Onsen : savoir se mettre dans le bain
Non à la torture des écrevisses !” C’est le cri du cœur qui vient spontanément aux lèvres de tout corps plongé pour la première fois dans un liquide “trop” chaud et qui reçoit une poussée, s’exerçant précipitamment vers la sortie, proportionnelle à la température de l’eau du bain. Si Archimède avait tenté le onsen plutôt que de rester dans sa baignoire, nul doute que son fameux principe aurait connu quelques modifications stylistiques. Pourtant, peut-on faire un séjour au Japon sans faire l’expérience de ces sources thermales, qui constituent la principale occupation touristique des habitants de l’Archipel ? [voir OVNI n°545 du 1er juin 2004] Sans doute, mais ce serait franchement dommage de rater cette “immersion” culturelle qui permet de découvrir le pays sous un autre jour. Certes, il nous faut pour cela mettre de côté quelques a priori culturels profondément imprégnés. Des siècles de culture chrétienne ont faussé notre rapport au corps et à la nudité de “l’autre”. Rien de pareil au Japon où jusqu’à l’ouverture de l’Archipel à l’Occident à la fin du XIXème siècle, se baigner nu, en groupe et entre membres des deux sexes était une pratique quotidienne auquel nul autochtone ne trouvait rien à redire. Les premiers visiteurs occidentaux, eux par contre, ont vite catalogués les Japonais de l’ère Edo comme des dépravés sans morale ni pudeur, poussant les autorités de l’époque à interdire strictement la mixité des bains afin de donner des gages de “modernité” au Commodore Perry et à ses sbires.
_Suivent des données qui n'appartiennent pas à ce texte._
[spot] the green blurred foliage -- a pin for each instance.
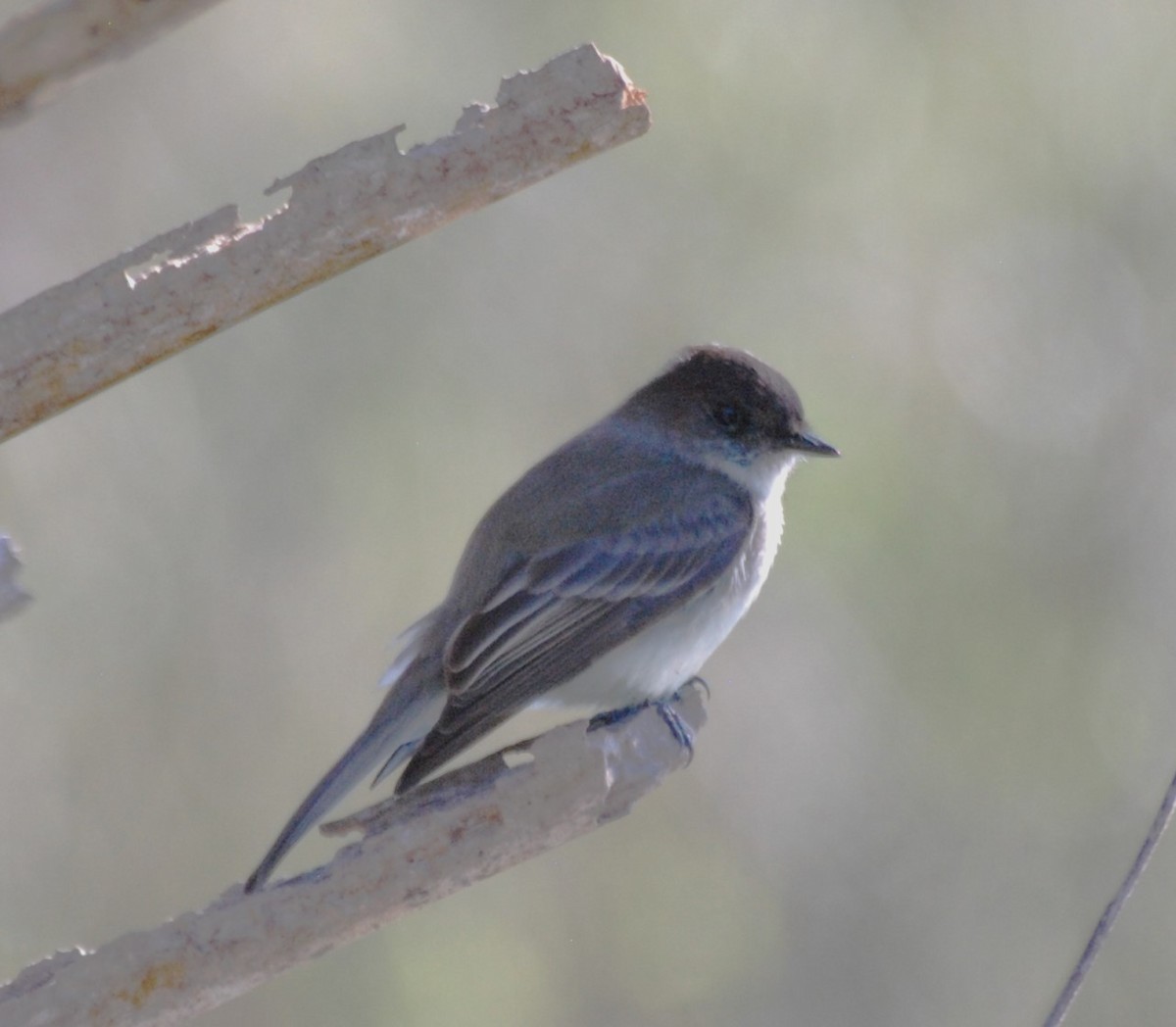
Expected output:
(936, 740)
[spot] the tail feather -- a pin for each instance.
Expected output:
(404, 717)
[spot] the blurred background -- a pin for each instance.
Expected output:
(938, 739)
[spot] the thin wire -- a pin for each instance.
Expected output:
(1110, 914)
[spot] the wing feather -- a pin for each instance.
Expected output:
(551, 616)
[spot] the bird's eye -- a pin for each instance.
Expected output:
(732, 417)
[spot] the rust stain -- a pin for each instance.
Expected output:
(162, 975)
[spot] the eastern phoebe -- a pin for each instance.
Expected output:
(605, 576)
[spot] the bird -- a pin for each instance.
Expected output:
(605, 576)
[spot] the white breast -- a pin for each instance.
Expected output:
(662, 659)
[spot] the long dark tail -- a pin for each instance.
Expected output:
(403, 719)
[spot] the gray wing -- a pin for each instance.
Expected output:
(552, 615)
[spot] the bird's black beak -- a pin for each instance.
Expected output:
(807, 442)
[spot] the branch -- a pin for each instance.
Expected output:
(76, 338)
(442, 837)
(48, 45)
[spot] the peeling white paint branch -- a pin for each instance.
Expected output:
(44, 48)
(464, 827)
(80, 336)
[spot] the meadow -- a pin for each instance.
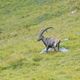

Contrée volcanique, le Japon est malencontreusement prône aux séismes, mais il y a gagné des sources thermales chaudes à profusion, pour le plus grand bonheur des amateurs de relaxation. Chaque région possède ses onsen renommés, certains en usage depuis plus de mille ans, autour desquels se sont greffés au fil des âges auberges et hôtels conçus pour accueillir les groupes, familles et couples, légitimes ou non.
A peine arrivé par une belle fin d’après-midi, vous êtes accueilli avec grâce et force sourires par la maîtresse de l’auberge. Il est de bon ton de se débarrasser d’emblée de ses vêtements urbains pour enfiler un yukata, le kimono de coton décontracté que l’on ne quittera plus jusqu’au départ de l’auberge, le lendemain midi. Avant le dîner, une première escale vers le bain s’impose. Les aficionados y retourneront après le repas, et le lendemain matin au réveil. Toutes les auberges disposent d’au moins deux grands bains, un pour les hommes, l’autre pour les femmes. Ils sont souvent interchangeables en fonction du moment de la journée, afin que les deux sexes puissent jouir à tour de rôle de la vue ou des équipements propres à chaque bassin. De plus en plus de ces auberges proposent également des bains “privatifs”, que l’on peut réserver pour une heure et utiliser en famille ou en couple, sans avoir à se soucier du regard d’autrui. Avant de pénétrer dans le bain, il est indispensable de se laver. Une fois lavé et débarrassé de toute trace de savon et autre détergent corporel, voici enfin venu le moment de vérité. Nu comme au premier jour, une minuscule serviette éponge vous servant éventuellement d’ultime bouclier pour dissimuler votre pudeur aux regards des autres baigneurs, votre gros orteil est volontaire désigné pour tâter la température de l’eau. 42, 43, 45 degrés ? Rares sont les “puceaux des onsens” qui parviennent d’emblée à se glisser dans le bain, nombreux sont ceux qui promettent de militer en faveur de la sauvegarde des écrevisses. Mais puisque d’autres y mijotent déjà, cela doit donc être humainement possible. Une bonne dose de volonté, voilà la clé. Une fois accoutumé à la chaleur de l’eau, l’on se surprend à apprécier le bonheur simple de la relaxation, doublé la plupart du temps par celui de la communication avec les autres adeptes. La fraternité de la nudité n’est pas un vain mot.
Les auberges bien situées proposent toutes un rotenburo (bain à ciel ouvert), qui permet de se confronter aux éléments. Qui n’a pas expérimenté une trempette hivernale, nu dans une source chaude, alors que les flocons de neige fouettent votre visage et le rafraîchissent tandis que des milliers d’autres cristaux subissent le sort cruel de fondre instantanément au contact de l’eau chaude enveloppant le reste de votre corps comme une matrice protectrice, ne peut apprécier tout le charme des onsen ? Quel sentiment de sécurité et de plénitude de se sentir ainsi préservé des éléments par la source salvatrice ! Les rotenburo sous les cerisiers au printemps, ou les érables en automne, font également partie des petits plaisirs simples et intenses de l’Archipel.